Мы проспали всего часа три. На улице было так же жарко, как в доме. В неподвижном воздухе висела пыль. В тени бетонной лестницы сидели маленькие дети. Они проводили нас взглядом. В баре на углу пахло едой. Мы взяли рубец со сметаной и чесноком. К рубцу полагалась булка и острая зеленая паприка, от которой прошибал пот. Мы позвонили, и этот парень действительно приехал. Он по-прежнему был оживлен, бодр и готов помочь. Мы спросили, успел ли он поспать. Парень ответил, что нет. Бросил взгляд на дверь отеля «Сочим», но тактично промолчал. Мы сказали, что нам надо достать билеты на поезд, поменять деньги и к вечеру попасть в Клуж. Он на все отвечал: «No problem».[19] Погрузил наши рюкзаки в багажник, крышка не закрывалась, он чем-то ее подвязал, и мы тронулись, навсегда оставив позади улицу Жана Барта, 24. И в самом деле, «problem» для него не существовало. Он нашел обменник с наиболее выгодным курсом. Прежде чем я отошел от окошка, взял у меня пачку купюр, тщательно пересчитал и лишь тогда позволил выйти. В румынском «Орбисе» стояла очередь часа на два. Она вообще не двигалась. Экран компьютера на столе кассира был темен и нем. Когда кто-нибудь покупал билет, женщина звонила поочередно на все станции и сообщала, что место занято. Мы хотели уйти. До поезда оставалось полчаса, мы были готовы ехать зайцами или в кабине машиниста, лишь бы выбраться из раскаленной Сучавы. Однако наш таксист произнес по-румынски что-то вроде «не дрейфь» и недолго думая встал в голове очереди и произнес перед народом какую-то речь. Через десять минут мы мчались по городу, набив карманы маленькими старомодными билетиками из коричневого и зеленого картона. Все нам сигналили, но мы в долгу не оставались. Красная «дакия» срезала повороты, как пожарная машина. Наш новый спутник рулил одной рукой, а второй искал музыку в радиоприемнике. На Тара де Норд мы влетели за пять минут до отхода поезда. Мы хотели бежать в вагон, однако парень сказал, что ехать далеко и долго, а у нас ни еды, ни питья. Очередь в вокзальный буфет была в половину той, за билетами. Но он просто зашел в стеклянную будочку и через окошко спрашивал у нас, сколько взять пива, минералки и с чем мы хотим бутерброды, одновременно обнимая и целуя молодую продавщицу в белом чепце. Все так и было. Девушка взяла деньги, дала сдачу, и мы оказались на перроне как раз вовремя, чтобы попрощаться и обняться. Парень взял с нас точно по счетчику.

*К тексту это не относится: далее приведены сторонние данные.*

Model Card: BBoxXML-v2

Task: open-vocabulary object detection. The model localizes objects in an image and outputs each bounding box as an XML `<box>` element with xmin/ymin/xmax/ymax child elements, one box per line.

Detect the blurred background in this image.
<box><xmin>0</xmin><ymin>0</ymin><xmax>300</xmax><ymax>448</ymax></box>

И вот мы ехали на юго-запад: Гура Хуморулуй, Симпулунг Молдвенеск, Ватра Дорней, в глубь зеленой Буковины, меж поросших лесом гор, и я, в сущности, ничего не помню из этого путешествия и вынужден все сочинять заново. Наш толстый попутчик занял полтора места, и мы ему явно не нравились. Лет шестидесяти, упитанный, он, наверное, вспоминал старые добрые времена, когда царил порядок и всякая заграничная шантрапа не слонялась без ведома властей и не распивала в поездах пиво «Урсус». Во всяком случае, выражение лица у него было именно такое. Теперь мне приходится все это вспоминать, сочинять заново его серый костюм и бордовую рубашку, которую он снял перед Ватра Дорней. И голубое полотенце, которое он повесил на шею. В белой футболке, обнажившей его толстые и тяжелые руки, он отправился в туалет. Итак, я вынужден сочинять все это заново — что-то ведь должно было происходить на протяжении того долгого дня до самого вечера в Клуже, где шел такой же дождь, какой идет сегодня. Все приходится выдумывать сызнова, потому что дни не могут исчезать в прошлом, наполненные одним лишь пейзажем, неподвижной, неизменной материей, которая в конце концов стряхнет нас со своего тела, стряхнет, как все мелкие инциденты, эти лица и судьбы длиной в один взгляд. Во всяком случае, этот мужчина вернулся и погрузился в дрему, а мы-то надеялись, что он моется перед уходом, а не перед сном. Быть может, в путешествие отправляются затем, чтобы нести спасение фактам, чтобы поддержать их слабое одноразовое свечение.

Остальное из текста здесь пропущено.